Received: by alpheratz.cpm.aca.mmu.ac.uk id SAA16407 (8.6.9/5.3[ref pg@gmsl.co.uk] for cpm.aca.mmu.ac.uk from fmb-majordomo@mmu.ac.uk); Sat, 19 Feb 2000 18:03:48 GMT From: Robin Faichney <robin@faichney.demon.co.uk> Organization: Reborn Technology To: memetics@mmu.ac.uk Subject: RE: meaning in memetics Date: Sat, 19 Feb 2000 16:26:48 +0000 X-Mailer: KMail [version 1.0.21] Content-Type: text/plain References: <NBBBIIDKHCMGAIPMFFPJKEDEEGAA.richard@brodietech.com> Message-Id: <00021916392800.01112@faichney> Content-Transfer-Encoding: quoted-printable Sender: fmb-majordomo@mmu.ac.uk Precedence: bulk Reply-To: memetics@mmu.ac.uk
On Thu, 17 Feb 2000, Richard Brodie wrote:
>Robin wrote:
>
><<I'm quite happy with the suggestion that
>most -- nearly all, even -- of the study of memetics in humans concerns "the
>interplay between self-replicating information and the human mind". But
>it's
>surely better to say that there are huge differences between avian and human
>memetics, than to say that the former isn't memetics at all.>>
>
>If birdsongs evolve, then studying that evolution would probably be
>interesting for someone who was interesting in such things.
A tad tautologous, no?
>It might even
>shed some insight on human cultural evolution. It wouldn't be the first
>place I'd look, but I couldn't say it isn't a valid field of study.

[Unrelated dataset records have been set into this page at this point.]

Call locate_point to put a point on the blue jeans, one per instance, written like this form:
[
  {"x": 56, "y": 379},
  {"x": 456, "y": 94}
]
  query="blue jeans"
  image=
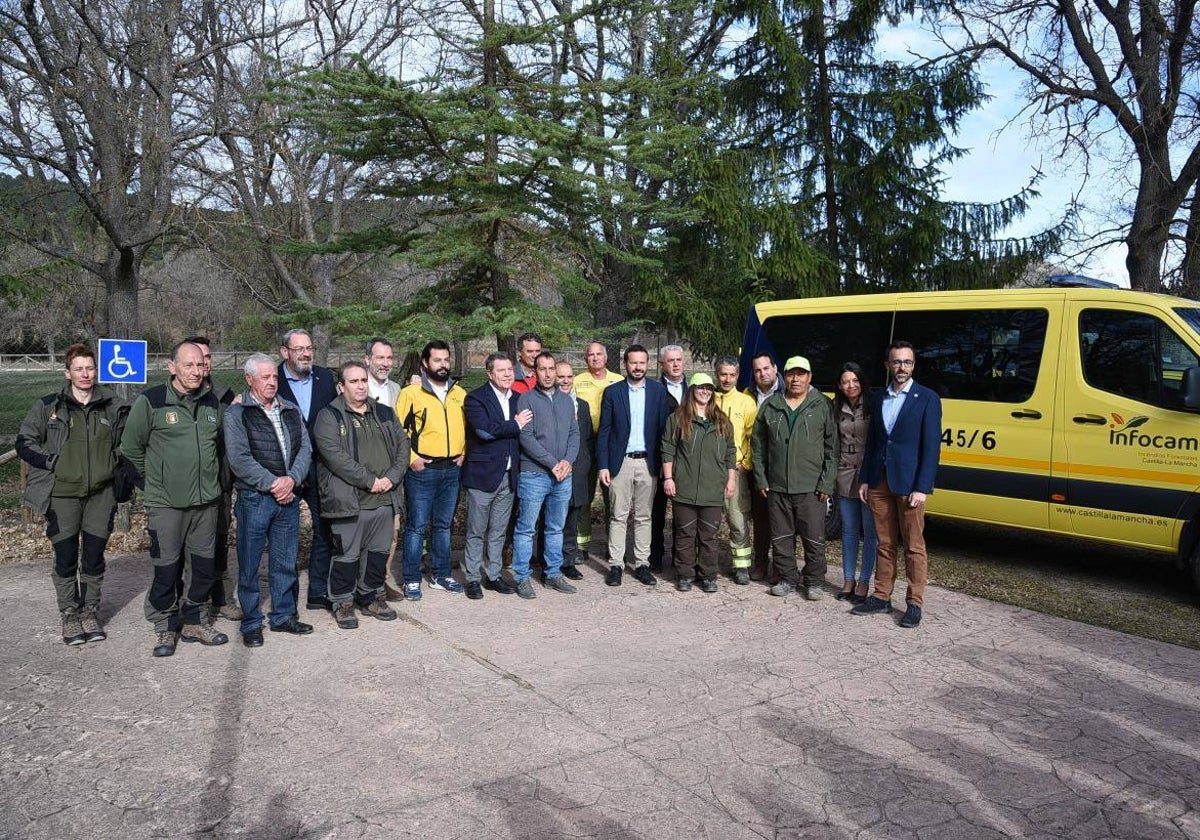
[
  {"x": 534, "y": 490},
  {"x": 261, "y": 519},
  {"x": 430, "y": 499},
  {"x": 857, "y": 521}
]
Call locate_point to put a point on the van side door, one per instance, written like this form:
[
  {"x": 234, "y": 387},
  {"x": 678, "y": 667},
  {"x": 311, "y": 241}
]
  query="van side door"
[
  {"x": 994, "y": 367},
  {"x": 1132, "y": 455}
]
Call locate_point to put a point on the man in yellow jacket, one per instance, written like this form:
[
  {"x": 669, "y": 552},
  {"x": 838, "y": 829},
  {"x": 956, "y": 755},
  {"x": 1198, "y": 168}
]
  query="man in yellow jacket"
[
  {"x": 431, "y": 413},
  {"x": 741, "y": 409}
]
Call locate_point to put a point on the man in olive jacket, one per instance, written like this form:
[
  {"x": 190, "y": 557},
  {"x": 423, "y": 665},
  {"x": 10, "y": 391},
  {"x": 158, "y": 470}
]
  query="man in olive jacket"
[
  {"x": 361, "y": 456},
  {"x": 795, "y": 453},
  {"x": 173, "y": 439}
]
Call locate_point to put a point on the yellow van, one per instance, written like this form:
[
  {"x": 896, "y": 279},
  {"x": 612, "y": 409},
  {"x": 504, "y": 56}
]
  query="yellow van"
[{"x": 1071, "y": 411}]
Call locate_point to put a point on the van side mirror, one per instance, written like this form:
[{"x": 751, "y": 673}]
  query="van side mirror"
[{"x": 1192, "y": 389}]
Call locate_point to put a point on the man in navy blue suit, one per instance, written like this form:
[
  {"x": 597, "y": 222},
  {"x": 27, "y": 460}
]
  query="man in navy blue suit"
[
  {"x": 899, "y": 466},
  {"x": 490, "y": 473},
  {"x": 633, "y": 415},
  {"x": 310, "y": 387}
]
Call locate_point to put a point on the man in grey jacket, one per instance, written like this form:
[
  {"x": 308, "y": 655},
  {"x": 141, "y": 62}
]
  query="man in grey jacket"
[
  {"x": 269, "y": 453},
  {"x": 361, "y": 457},
  {"x": 550, "y": 442}
]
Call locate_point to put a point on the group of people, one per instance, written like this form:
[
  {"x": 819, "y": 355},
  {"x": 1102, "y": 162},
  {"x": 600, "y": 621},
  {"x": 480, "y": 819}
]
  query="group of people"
[{"x": 529, "y": 448}]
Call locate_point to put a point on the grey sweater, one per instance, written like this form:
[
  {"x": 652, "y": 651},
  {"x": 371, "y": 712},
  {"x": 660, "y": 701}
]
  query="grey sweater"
[{"x": 552, "y": 435}]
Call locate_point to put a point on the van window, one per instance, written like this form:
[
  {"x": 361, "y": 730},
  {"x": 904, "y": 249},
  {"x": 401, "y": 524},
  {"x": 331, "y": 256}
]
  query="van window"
[
  {"x": 977, "y": 354},
  {"x": 1134, "y": 354},
  {"x": 828, "y": 341}
]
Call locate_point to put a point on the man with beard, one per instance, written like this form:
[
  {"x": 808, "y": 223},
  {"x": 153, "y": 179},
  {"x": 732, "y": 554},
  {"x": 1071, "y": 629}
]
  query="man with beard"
[
  {"x": 904, "y": 445},
  {"x": 173, "y": 439},
  {"x": 311, "y": 388},
  {"x": 225, "y": 588},
  {"x": 378, "y": 359},
  {"x": 432, "y": 414},
  {"x": 633, "y": 415}
]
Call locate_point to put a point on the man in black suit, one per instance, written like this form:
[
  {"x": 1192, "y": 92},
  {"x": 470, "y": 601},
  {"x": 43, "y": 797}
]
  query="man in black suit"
[
  {"x": 490, "y": 473},
  {"x": 633, "y": 415},
  {"x": 310, "y": 387}
]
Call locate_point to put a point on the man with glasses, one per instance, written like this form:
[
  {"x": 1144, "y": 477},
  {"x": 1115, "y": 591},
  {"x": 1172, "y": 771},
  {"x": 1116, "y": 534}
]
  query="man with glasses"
[
  {"x": 310, "y": 387},
  {"x": 903, "y": 448}
]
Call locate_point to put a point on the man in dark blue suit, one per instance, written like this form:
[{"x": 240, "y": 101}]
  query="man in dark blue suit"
[
  {"x": 490, "y": 473},
  {"x": 633, "y": 415},
  {"x": 903, "y": 449},
  {"x": 310, "y": 387}
]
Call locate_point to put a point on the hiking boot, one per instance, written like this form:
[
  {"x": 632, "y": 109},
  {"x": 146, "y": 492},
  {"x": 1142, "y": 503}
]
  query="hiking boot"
[
  {"x": 165, "y": 643},
  {"x": 204, "y": 634},
  {"x": 91, "y": 627},
  {"x": 558, "y": 583},
  {"x": 343, "y": 613},
  {"x": 72, "y": 629},
  {"x": 379, "y": 609}
]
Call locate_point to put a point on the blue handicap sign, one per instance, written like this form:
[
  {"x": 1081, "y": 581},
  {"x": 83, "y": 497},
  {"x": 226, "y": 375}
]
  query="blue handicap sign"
[{"x": 123, "y": 360}]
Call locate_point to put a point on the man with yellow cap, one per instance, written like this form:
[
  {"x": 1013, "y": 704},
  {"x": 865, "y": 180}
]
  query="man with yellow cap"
[{"x": 795, "y": 455}]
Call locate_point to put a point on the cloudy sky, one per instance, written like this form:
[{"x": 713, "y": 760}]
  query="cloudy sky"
[{"x": 1005, "y": 154}]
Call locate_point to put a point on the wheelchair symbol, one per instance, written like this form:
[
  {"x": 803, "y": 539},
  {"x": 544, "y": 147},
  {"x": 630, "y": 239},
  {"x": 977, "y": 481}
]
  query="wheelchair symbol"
[{"x": 119, "y": 367}]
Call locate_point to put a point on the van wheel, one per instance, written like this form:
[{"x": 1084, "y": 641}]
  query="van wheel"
[{"x": 833, "y": 520}]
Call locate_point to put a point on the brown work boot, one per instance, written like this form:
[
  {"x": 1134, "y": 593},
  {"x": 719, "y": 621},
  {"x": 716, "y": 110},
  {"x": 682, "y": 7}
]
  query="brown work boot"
[{"x": 204, "y": 634}]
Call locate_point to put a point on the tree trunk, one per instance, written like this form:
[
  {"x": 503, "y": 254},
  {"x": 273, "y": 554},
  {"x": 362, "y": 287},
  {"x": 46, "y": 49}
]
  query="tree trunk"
[
  {"x": 1189, "y": 283},
  {"x": 121, "y": 281}
]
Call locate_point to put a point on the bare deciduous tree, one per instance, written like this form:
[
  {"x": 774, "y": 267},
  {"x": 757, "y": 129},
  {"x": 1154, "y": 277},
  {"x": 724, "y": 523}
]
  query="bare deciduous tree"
[{"x": 1096, "y": 66}]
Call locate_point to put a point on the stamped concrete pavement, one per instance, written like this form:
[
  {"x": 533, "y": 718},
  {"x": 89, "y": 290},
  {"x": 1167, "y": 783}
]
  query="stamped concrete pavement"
[{"x": 612, "y": 713}]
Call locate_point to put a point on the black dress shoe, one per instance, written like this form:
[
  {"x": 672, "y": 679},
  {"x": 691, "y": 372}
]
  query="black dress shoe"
[
  {"x": 293, "y": 625},
  {"x": 499, "y": 586},
  {"x": 642, "y": 575}
]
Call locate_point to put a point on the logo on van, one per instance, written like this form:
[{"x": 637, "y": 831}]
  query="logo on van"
[{"x": 1122, "y": 433}]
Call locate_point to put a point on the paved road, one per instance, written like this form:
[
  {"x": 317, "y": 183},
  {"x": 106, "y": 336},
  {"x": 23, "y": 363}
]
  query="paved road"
[{"x": 628, "y": 713}]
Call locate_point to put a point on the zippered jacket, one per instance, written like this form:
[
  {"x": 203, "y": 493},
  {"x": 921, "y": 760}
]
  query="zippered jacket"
[
  {"x": 436, "y": 430},
  {"x": 801, "y": 457},
  {"x": 340, "y": 475},
  {"x": 174, "y": 442},
  {"x": 700, "y": 466},
  {"x": 71, "y": 449}
]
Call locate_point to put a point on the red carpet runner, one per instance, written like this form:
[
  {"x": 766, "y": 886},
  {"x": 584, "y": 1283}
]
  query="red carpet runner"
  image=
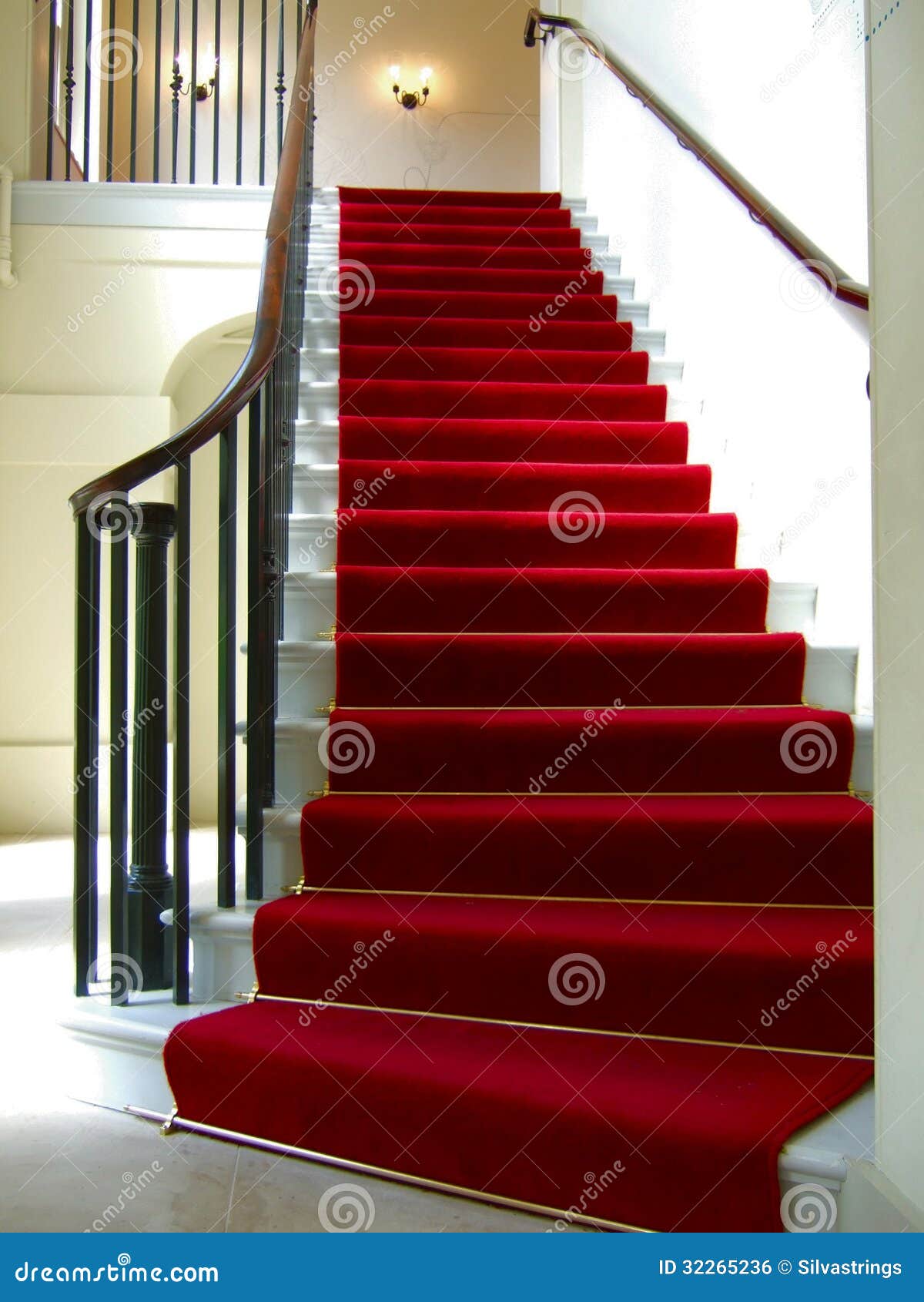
[{"x": 588, "y": 909}]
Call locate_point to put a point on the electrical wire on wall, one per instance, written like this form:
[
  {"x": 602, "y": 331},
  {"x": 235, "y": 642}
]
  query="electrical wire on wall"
[{"x": 435, "y": 150}]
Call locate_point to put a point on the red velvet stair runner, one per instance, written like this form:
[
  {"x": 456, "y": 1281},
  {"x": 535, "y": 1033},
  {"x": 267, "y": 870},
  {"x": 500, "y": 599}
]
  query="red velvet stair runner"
[{"x": 584, "y": 901}]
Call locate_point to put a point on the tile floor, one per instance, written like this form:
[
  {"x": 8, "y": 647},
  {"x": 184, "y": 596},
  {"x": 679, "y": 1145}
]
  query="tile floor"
[{"x": 67, "y": 1166}]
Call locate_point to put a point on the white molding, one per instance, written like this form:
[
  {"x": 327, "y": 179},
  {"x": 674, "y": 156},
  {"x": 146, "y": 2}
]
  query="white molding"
[
  {"x": 8, "y": 277},
  {"x": 119, "y": 203}
]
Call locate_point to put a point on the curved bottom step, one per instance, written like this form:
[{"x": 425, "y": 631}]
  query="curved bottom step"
[{"x": 514, "y": 1113}]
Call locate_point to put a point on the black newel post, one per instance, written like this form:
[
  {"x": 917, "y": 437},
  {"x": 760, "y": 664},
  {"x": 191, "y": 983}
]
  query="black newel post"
[{"x": 150, "y": 884}]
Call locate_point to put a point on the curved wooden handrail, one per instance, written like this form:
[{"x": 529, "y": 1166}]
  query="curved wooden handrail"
[
  {"x": 541, "y": 25},
  {"x": 270, "y": 304}
]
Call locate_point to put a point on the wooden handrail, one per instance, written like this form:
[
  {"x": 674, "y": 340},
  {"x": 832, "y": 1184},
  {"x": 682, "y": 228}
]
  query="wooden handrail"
[
  {"x": 270, "y": 304},
  {"x": 541, "y": 26}
]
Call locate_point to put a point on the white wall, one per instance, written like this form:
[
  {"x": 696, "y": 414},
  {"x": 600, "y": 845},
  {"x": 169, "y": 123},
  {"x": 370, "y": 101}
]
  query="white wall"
[
  {"x": 109, "y": 343},
  {"x": 896, "y": 202},
  {"x": 775, "y": 381},
  {"x": 479, "y": 129}
]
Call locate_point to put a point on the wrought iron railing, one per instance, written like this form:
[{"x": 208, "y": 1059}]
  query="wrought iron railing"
[
  {"x": 544, "y": 26},
  {"x": 142, "y": 90},
  {"x": 264, "y": 388}
]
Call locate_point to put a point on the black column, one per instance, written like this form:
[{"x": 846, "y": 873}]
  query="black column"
[{"x": 150, "y": 884}]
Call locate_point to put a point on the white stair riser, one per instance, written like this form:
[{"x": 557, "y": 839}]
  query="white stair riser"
[
  {"x": 298, "y": 766},
  {"x": 831, "y": 679},
  {"x": 323, "y": 306},
  {"x": 324, "y": 334},
  {"x": 300, "y": 770},
  {"x": 319, "y": 401},
  {"x": 223, "y": 962},
  {"x": 311, "y": 606},
  {"x": 322, "y": 277},
  {"x": 324, "y": 365},
  {"x": 316, "y": 445},
  {"x": 324, "y": 232},
  {"x": 324, "y": 254},
  {"x": 307, "y": 679},
  {"x": 313, "y": 545}
]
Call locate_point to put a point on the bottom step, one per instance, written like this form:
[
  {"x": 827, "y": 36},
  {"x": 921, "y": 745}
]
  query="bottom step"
[
  {"x": 113, "y": 1058},
  {"x": 671, "y": 1136}
]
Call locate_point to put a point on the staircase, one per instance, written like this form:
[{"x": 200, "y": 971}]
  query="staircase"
[{"x": 584, "y": 883}]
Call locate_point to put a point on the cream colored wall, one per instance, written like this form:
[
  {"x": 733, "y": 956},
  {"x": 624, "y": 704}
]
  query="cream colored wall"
[
  {"x": 15, "y": 86},
  {"x": 113, "y": 337},
  {"x": 105, "y": 327},
  {"x": 896, "y": 89},
  {"x": 480, "y": 128},
  {"x": 50, "y": 445}
]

Well thanks for that, Richard. I can see you're not a great believer in
"knowledge for it's own sake".
<snip>
><< Why should
>memetics be exclusively about the human mind? I recognize your concerns,
>but I
>don't recognize your right to rule out mine, even if only by saying "that's
>not
>real memetics".>>
>
>Acknowledged. I certainly do not mean to diminish your enthusiasm for the
>problem you are working on. I mean only to underscore the particular value
>to us (as humans) of understanding the role our minds play in guiding and
>sometimes unwittingly serving the blind forces of evolution.
Did you really mean to say that our minds play a role in guiding the blind
forces of evolution?
>[RB]
>>You believe that there are inherent patterns to be found in the universe. I
>>think it is more useful to believe that all patterns are in the eye of the
>>beholder.
>
><<I know you do, and I have difficulty understanding how you can maintain
>that
>belief alongside a recognition of the value of the scientific method. If
>there
>are no patterns "out there", how can any model ever predict anything? If
>everything was random, there would be no science whatsoever (in fact, no
>people, no life...).>>
>
>I see your point. Yet an observer must exist in order to make any scientific
>observation and, as Einstein pointed out, everything is relative to the
>observer.
I don't think Einstein would have said anything as hand-wavingly vague as
"everything is relative", though I understand the new-age-type appeal of that.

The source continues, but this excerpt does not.